Interpretive caveats
Readers should recognize that this paper, and its interpretations, rest upon self-report items. Thus, it has limited ability to shed light on such processes or phenomena as automatic information processing. In addition, it is the case that the relative validities of items and instruments may vary across different samples of smokers. For instance,
West (2005) has reported findings in which other FTND items had relations with abstinence status that were as high, or higher, than the TTFC item. It is also unclear the extent to which one can generalize from the current results to instances where smoking latency data are gathered using a different response format (e.g., continuous measure of time to first cigarette). Finally, if investigators wish to use FTND TTFC as a measure of dependence, they must recognize that a meaningful portion of its predictive validity is related to its association with a secular phenomenon: a restrictive home smoking policy.

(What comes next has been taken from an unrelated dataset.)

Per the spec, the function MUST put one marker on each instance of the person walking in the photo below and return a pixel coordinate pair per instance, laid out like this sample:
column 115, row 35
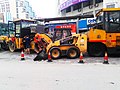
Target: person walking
column 26, row 42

Thus, in any attempt to isolate the extent to which this item assesses dependence per se, the investigators may wish to control this relation either through sample selection or through statistical means. This would be important, for instance, if investigators wished to use this item in genetics research: a portion of the variance in this item might merely reflect smoking policy rather than dependence.
Summary
The present research shows that FTND TTFC is a strong and consistent predictor of short- and long-term cessation success. Thus, this measure might be useful for both research purposes as well as for treatment planning. Because this measure is sensitive to the motivational forces that drive cessation failure, it may elucidate the nature of nicotine dependence. Construct validation efforts suggest that this item reflects smoking that is relatively heavy and noncontingent with external and internal cues.